Driving the freeways of the Lone Star State was at first slow going getting out of the Houston rat-race but became fast and easy in the open countryside.  Our hire car was a 6-cylinder Toyota Aurion and had some get up and go but was mostly dwarfed by mega-size pick-up trucks favoured by the locals.  We had breakfasted at one of my favourite diner chains Denny’s and also had lunch at another Denny’s when we stopped at a roadside service centre.  Not sure if Covid was to blame but USA service levels have dropped since our last visit, but not the expectation of tips though.

An easy arrival in San Antonio and our hotel was right next to the Alamo, the target of the next morning‘s plan.  A stroll to the very picturesque and cooler temp riverwalk was welcome and a German pub provided liquid sustenance to continue on.  Did I mention Texas was in a heatwave with temps up around 40°C? 

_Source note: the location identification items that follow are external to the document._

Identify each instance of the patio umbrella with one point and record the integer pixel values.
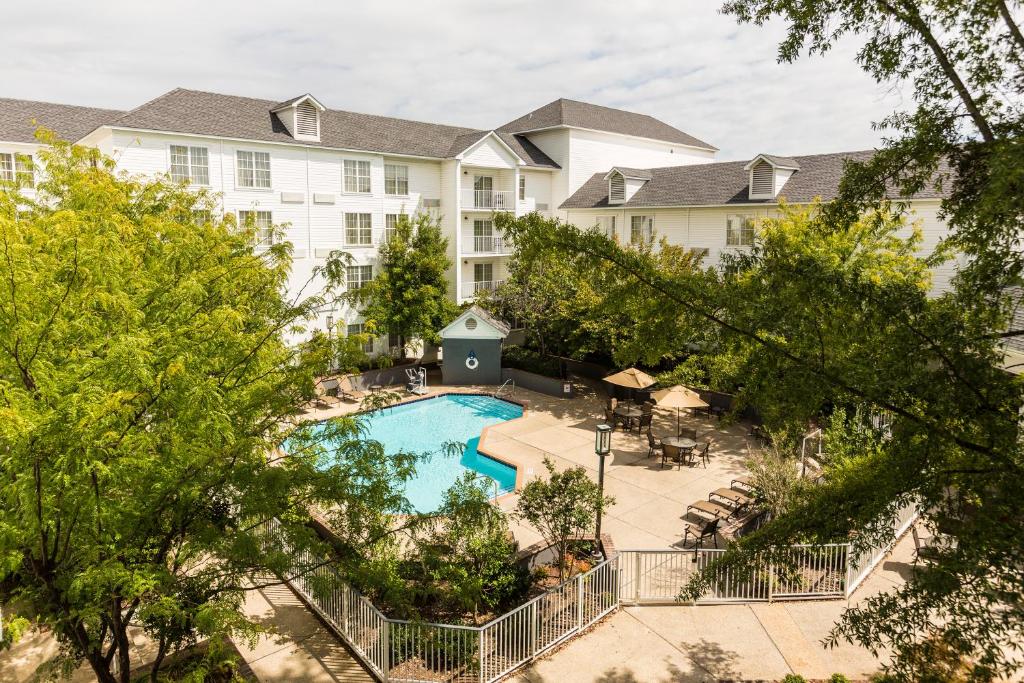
(677, 397)
(631, 378)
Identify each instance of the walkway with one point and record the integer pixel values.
(684, 644)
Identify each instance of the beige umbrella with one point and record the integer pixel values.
(631, 378)
(677, 397)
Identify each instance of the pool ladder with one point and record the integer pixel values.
(502, 387)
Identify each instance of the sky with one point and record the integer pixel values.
(461, 62)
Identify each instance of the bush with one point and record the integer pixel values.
(521, 357)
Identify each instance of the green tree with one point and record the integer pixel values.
(409, 295)
(562, 507)
(822, 313)
(144, 388)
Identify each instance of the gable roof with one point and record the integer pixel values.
(475, 310)
(69, 122)
(726, 182)
(584, 115)
(202, 113)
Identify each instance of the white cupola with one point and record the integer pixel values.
(301, 117)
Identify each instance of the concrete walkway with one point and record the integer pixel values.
(684, 644)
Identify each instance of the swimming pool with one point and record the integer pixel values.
(424, 426)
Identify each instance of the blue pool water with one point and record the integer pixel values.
(425, 425)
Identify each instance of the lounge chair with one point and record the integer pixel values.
(347, 390)
(653, 443)
(707, 530)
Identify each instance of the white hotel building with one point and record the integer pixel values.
(337, 179)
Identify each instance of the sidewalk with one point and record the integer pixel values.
(684, 644)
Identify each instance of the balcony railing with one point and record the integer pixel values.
(470, 290)
(488, 200)
(476, 244)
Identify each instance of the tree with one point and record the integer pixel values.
(562, 508)
(144, 389)
(409, 294)
(820, 314)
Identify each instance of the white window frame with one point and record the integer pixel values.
(192, 164)
(264, 233)
(358, 223)
(741, 236)
(398, 181)
(352, 284)
(356, 176)
(17, 167)
(257, 173)
(605, 225)
(641, 225)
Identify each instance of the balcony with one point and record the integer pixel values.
(487, 200)
(489, 245)
(470, 290)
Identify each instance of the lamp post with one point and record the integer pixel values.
(602, 446)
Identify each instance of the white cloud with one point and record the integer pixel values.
(462, 62)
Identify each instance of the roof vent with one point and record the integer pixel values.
(616, 188)
(306, 120)
(763, 180)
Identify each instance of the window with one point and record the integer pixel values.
(356, 276)
(391, 225)
(616, 188)
(483, 275)
(358, 229)
(17, 167)
(254, 169)
(606, 226)
(762, 179)
(641, 229)
(395, 179)
(263, 222)
(189, 165)
(356, 176)
(483, 236)
(357, 329)
(738, 230)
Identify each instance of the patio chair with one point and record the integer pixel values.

The sightseeing in San Antonio was top notch and it was welcome to have 2 nights in the one spot.  Kicking off our final leg of our short USA experience, it was back in the car to Dallas or specifically Duncanville on the outskirts.  But first a stop at Natural Bridge Caverns which were a welcome reprieve from the heat of the day as well as a spectacular sight – a fun aspect being the very long conveyor to get us back to the top again – only in America!

Duncanville was reached, and the expectation of it being a salubrious spot were dashed for some although other members of the party were just thrilled to be there.  Our stay at the Hilton was noteworthy only as being our last night in our trip away.  

Dallas beckoned the following day and while the School Book Depository Museum was closed, we did go on a very informative trolley bus tour around all the important JFK landmarks.  It was a factual tour and didn’t go into any of the wild conspiracy theories which was a relief.

Trying to find a post office to send a post card home was thwarted when we discovered it was a public holiday in Dallas.  The downtown area was fairly bereft of people, except the homeless man that raced up to us muttering gibberish and then intently tried to tell us something and started to grab at us.  We hightailed it into an office building foyer that was luckily open, and then he finally gave up and went away.

The grassy knoll. Wasn’t Lee Harvey Oswald’s scooter unfortunately.

Enough Dallas excitement, to the airport for us! A return of the hire car and in the bus to the Dallas Fort Worth International Airport.  The welcome relief of the Qantas Lounge and the anticipation of the recently upgraded to Business Class flight home prompted a glass or 2 of bubbly and the purchase of the favourite American chocolate bars.

Well that’s a wrap folks, although I did manage to binge the entire second season of White Lotus on the 16 hour Dallas to Sydney flight.


3 thoughts on “Post-Ultimate

  1. We have really enjoyed your travel diaries and your amazing adventures. Great to know that you have survived to face another bold exploit in the future. Fantastic photos particularly the recent ones of Cuba, bringing back wonderful memories for us. Keep safe after all you have been through haha.